Şemail-i şerif
Peygamber Efendimiz’in (sav) Benzersiz Görünümü
Hz. Ali’nin torunlarından İbrahim b. Muhammed (ra) rivayet ediyor:
…O’nun üstünlüklerini ve güzelliklerini tanıtmaya çalışan kimse; Ben, gerek ondan önce, gerek ondan sonra, onun gibi birisini görmedim, demek suretiyle, O’nu tanıtma hususundaki aczini ve yetersizliğini itiraf ederdi. Allah’ın salat (dua, Peygamberimize (sav) yapılan dua, istiğfar, rahmet, namaz) ve selamı O’nun üzerine olsun.”

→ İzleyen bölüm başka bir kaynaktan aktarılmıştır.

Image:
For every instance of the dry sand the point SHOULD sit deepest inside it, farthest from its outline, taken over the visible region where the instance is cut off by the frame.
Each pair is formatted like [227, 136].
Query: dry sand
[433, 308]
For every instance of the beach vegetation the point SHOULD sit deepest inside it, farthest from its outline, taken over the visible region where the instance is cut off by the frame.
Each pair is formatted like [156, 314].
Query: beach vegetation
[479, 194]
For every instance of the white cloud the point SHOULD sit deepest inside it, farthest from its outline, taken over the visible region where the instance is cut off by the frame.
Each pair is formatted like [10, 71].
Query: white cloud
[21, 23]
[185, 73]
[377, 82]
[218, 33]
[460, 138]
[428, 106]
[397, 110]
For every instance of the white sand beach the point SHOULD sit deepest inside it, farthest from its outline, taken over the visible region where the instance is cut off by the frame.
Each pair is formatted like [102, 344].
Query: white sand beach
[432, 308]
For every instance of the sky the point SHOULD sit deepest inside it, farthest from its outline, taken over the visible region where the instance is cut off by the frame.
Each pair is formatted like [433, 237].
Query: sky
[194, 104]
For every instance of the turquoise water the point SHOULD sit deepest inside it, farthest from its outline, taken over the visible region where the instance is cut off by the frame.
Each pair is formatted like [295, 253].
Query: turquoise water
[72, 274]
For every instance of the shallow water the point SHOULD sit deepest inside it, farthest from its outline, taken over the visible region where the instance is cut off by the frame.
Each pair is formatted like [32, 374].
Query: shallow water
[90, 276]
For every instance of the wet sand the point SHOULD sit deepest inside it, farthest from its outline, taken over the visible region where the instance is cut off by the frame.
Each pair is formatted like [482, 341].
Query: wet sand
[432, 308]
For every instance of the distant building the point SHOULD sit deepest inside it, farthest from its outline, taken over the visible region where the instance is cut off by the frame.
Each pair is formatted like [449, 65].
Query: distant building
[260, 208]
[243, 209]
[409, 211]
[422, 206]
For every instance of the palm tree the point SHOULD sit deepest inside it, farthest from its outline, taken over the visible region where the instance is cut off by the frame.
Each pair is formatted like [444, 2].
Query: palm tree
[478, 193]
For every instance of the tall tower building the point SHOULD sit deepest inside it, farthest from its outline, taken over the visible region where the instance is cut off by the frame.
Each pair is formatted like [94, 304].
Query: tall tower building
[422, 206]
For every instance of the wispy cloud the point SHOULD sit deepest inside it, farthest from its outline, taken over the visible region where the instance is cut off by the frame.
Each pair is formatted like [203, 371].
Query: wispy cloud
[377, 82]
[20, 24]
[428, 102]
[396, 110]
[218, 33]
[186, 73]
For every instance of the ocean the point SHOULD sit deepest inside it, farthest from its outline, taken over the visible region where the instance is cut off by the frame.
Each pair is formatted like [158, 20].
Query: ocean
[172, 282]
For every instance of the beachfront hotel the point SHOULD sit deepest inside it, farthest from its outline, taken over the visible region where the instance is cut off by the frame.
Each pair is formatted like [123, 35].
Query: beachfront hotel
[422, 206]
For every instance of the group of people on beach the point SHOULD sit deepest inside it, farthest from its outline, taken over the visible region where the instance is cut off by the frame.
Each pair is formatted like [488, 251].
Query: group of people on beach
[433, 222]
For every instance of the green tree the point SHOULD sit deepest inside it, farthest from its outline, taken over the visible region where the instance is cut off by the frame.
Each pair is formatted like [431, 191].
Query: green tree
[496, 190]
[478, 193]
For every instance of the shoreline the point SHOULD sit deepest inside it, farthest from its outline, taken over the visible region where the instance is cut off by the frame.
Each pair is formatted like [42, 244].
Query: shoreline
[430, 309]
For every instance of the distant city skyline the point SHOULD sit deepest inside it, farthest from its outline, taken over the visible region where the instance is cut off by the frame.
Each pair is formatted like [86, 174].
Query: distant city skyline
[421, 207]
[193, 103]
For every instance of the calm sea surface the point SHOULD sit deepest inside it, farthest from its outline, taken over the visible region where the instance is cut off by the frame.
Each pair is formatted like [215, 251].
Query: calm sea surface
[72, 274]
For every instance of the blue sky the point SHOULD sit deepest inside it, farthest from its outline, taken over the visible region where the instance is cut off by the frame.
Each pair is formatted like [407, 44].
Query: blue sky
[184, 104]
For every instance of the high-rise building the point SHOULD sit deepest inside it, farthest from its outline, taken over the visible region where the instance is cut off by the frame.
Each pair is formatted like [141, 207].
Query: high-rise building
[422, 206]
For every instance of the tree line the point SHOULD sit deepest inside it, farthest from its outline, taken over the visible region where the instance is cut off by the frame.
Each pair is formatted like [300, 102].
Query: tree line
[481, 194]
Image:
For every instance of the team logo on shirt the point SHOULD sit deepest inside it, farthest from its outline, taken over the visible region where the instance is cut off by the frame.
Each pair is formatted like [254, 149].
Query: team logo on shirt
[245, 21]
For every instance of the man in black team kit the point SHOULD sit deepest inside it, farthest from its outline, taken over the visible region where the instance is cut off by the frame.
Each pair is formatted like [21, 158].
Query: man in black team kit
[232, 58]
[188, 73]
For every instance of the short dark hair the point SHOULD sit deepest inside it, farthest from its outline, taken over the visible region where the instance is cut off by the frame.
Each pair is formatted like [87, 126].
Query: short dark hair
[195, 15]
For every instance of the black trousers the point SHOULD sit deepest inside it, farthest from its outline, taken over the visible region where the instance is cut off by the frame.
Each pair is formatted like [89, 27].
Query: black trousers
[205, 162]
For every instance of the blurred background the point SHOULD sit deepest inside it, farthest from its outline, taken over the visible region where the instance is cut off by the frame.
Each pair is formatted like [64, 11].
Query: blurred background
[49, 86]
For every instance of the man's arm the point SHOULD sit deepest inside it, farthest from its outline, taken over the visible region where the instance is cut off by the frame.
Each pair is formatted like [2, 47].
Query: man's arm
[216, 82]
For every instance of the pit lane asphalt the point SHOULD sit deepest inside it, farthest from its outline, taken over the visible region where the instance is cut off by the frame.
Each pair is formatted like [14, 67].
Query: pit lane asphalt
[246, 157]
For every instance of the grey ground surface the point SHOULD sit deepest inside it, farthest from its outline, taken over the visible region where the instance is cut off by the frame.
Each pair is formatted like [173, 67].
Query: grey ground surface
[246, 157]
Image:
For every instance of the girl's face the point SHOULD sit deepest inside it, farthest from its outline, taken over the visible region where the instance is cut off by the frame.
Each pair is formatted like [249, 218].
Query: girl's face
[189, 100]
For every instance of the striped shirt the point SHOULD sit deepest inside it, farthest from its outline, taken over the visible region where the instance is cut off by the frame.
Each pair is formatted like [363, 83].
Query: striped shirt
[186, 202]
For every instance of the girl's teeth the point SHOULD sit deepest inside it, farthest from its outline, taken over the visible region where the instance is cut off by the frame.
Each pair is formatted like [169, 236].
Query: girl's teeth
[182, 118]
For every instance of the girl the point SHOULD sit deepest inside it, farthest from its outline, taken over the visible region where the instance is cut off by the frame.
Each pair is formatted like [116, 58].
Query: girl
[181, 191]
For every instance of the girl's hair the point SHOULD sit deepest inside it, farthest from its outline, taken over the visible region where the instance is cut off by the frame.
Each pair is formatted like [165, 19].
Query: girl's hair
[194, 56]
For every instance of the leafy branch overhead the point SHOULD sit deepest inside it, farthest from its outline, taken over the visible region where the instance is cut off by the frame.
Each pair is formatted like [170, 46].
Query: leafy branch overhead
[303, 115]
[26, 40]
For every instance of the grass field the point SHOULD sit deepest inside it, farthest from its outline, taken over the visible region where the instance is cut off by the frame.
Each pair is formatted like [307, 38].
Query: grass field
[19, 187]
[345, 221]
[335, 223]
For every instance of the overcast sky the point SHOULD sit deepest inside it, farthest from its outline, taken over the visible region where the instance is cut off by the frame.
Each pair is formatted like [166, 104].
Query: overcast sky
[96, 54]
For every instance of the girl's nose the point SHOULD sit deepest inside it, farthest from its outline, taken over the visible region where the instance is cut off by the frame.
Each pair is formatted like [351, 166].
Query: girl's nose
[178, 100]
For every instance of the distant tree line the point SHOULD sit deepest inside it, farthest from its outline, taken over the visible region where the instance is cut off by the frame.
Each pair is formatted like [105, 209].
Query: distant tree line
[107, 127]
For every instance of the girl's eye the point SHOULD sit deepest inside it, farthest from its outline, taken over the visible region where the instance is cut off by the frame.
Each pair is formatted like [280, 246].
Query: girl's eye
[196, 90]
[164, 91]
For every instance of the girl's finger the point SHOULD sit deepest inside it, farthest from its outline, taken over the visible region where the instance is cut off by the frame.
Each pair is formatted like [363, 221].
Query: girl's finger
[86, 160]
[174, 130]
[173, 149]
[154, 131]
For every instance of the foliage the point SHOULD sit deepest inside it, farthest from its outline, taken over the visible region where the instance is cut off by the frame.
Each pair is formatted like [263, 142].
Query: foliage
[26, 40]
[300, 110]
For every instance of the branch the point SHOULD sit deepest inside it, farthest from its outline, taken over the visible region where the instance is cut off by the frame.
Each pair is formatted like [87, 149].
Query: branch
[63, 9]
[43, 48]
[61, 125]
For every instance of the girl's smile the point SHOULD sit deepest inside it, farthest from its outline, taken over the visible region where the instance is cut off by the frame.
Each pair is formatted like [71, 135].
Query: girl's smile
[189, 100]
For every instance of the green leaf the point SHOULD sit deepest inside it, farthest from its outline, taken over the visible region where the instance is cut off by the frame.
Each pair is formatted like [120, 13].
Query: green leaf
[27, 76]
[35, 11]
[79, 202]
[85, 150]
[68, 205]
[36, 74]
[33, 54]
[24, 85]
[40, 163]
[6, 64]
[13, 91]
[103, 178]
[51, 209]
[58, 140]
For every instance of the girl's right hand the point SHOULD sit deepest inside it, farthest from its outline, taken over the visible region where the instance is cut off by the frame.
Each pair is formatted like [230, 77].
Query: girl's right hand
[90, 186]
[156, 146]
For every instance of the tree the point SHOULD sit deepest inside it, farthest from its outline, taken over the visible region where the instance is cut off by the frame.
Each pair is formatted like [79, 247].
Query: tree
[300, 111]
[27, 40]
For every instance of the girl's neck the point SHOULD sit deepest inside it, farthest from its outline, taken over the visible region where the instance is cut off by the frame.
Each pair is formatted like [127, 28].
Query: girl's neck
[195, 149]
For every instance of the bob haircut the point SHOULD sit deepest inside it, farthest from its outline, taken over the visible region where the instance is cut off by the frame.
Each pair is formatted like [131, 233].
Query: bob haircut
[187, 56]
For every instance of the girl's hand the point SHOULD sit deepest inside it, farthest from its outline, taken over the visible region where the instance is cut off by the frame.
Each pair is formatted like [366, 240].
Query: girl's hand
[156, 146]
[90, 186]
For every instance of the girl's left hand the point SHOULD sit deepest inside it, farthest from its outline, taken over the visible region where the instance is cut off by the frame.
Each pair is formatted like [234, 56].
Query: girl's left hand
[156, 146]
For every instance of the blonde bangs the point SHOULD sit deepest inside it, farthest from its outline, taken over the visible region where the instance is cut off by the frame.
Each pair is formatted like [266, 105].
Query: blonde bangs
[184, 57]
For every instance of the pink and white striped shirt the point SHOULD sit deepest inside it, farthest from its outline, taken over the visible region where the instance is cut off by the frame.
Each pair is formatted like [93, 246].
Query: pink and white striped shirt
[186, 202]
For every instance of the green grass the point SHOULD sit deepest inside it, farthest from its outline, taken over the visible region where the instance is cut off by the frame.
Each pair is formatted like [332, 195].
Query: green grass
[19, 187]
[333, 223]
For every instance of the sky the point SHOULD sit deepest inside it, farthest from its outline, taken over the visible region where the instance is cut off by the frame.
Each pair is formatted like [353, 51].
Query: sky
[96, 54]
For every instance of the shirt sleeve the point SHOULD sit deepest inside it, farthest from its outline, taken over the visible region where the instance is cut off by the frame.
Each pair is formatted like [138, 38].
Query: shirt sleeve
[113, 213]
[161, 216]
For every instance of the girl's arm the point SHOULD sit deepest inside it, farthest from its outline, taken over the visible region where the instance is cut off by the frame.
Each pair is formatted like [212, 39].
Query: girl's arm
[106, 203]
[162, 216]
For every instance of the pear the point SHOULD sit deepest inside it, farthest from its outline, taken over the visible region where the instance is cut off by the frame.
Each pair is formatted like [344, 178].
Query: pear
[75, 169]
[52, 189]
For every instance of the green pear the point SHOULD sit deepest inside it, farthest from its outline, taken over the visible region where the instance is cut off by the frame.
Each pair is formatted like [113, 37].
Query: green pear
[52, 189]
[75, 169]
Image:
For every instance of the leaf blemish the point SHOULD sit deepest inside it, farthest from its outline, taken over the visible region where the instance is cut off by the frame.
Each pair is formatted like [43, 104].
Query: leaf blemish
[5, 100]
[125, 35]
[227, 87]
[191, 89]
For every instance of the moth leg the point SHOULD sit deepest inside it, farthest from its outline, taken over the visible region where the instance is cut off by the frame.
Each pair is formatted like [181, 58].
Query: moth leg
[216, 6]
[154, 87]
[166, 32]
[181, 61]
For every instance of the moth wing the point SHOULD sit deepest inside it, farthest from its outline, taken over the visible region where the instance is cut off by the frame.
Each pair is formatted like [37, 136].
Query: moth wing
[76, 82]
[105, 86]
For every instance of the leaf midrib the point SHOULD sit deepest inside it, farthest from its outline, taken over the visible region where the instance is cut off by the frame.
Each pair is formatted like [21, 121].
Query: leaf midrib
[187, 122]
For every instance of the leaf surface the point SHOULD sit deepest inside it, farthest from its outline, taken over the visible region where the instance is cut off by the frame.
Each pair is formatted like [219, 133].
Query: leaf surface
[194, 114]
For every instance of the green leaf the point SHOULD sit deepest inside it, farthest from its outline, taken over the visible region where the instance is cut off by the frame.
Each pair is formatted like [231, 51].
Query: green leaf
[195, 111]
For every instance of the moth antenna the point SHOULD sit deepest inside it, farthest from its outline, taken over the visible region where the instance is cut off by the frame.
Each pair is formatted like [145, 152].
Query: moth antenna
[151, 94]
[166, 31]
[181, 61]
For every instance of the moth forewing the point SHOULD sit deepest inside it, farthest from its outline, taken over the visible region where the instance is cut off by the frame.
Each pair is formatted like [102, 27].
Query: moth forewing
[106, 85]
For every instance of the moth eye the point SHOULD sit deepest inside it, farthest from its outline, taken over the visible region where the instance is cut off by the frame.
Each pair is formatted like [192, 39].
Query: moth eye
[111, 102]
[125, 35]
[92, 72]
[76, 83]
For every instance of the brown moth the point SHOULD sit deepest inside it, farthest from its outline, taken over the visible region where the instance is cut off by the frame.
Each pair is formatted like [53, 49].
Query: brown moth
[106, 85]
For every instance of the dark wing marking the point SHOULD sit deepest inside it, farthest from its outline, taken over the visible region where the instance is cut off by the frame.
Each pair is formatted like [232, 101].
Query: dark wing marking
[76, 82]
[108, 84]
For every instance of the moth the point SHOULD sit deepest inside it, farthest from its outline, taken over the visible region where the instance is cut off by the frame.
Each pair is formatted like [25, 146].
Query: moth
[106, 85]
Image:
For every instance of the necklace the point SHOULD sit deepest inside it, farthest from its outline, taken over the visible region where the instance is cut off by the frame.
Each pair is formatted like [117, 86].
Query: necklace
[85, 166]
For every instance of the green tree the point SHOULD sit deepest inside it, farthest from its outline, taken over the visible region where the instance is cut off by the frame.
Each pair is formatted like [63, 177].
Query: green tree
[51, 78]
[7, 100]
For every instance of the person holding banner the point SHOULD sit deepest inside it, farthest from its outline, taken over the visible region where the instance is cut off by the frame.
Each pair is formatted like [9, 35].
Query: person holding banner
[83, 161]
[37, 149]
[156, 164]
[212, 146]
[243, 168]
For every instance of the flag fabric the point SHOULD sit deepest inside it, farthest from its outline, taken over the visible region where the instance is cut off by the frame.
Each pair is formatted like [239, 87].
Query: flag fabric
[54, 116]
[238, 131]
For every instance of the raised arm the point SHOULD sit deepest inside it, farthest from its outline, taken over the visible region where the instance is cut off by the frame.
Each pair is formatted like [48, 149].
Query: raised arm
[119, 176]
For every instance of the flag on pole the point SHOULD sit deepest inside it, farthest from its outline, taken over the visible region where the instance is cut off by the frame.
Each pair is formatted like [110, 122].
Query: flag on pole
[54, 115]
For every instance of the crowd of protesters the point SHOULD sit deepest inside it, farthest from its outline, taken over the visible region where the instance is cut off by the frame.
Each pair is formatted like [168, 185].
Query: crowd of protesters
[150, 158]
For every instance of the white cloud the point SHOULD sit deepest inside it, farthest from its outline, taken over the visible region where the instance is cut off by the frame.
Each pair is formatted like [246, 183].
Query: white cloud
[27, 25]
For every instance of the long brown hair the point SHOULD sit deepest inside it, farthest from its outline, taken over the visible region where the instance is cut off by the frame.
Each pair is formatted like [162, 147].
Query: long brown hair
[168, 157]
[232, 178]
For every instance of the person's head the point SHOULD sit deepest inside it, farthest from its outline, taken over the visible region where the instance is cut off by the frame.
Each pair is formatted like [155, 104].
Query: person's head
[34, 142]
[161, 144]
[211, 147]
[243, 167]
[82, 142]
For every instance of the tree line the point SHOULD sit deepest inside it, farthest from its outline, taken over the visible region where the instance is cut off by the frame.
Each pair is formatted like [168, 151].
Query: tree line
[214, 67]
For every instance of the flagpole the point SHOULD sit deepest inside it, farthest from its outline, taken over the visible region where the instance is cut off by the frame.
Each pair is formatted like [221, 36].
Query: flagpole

Peygamber Efendimiz’in (sav) Güzelliği
Sahabeleri Peygamberimiz (sav)’in güzelliğini şöyle anlatıyorlardı:
“Allah Resulü sallallahu aleyhi ve sellem çok yakışıklı ve alımlı idi. Mübarek yüzü ayın on dördündeki dolunay gibi parlardı… Burnu gayet güzel idi… Gür sakallı, iri gözlü, düz yanaklı idi… Boynu sanki bir gümüş hüzmesi idi… “
Peygamber Efendimiz’in (sav) Heybeti
Hz. Hasan (ra) naklediyor:
“Resulullah Efendimiz, yaradılıştan heybetli ve muhteşemdi.
Peygamber Efendimiz’in (sav) Nurlu Yüzü
Enes b. Malik (ra) anlatıyor:
“Peygamber Efendimiz orta boylu idi; uzun da değildi, kısa da değildi; hoş bir görünüşü vardı. Saçı ise ne kıvırcık, ne de düzdü. Mübarek (İlahi hayrın bulunduğu, bereketlenmiş, çoğalmış, hayırlı, uğurlu) yüzlerinin rengi ise nurani beyazdı.”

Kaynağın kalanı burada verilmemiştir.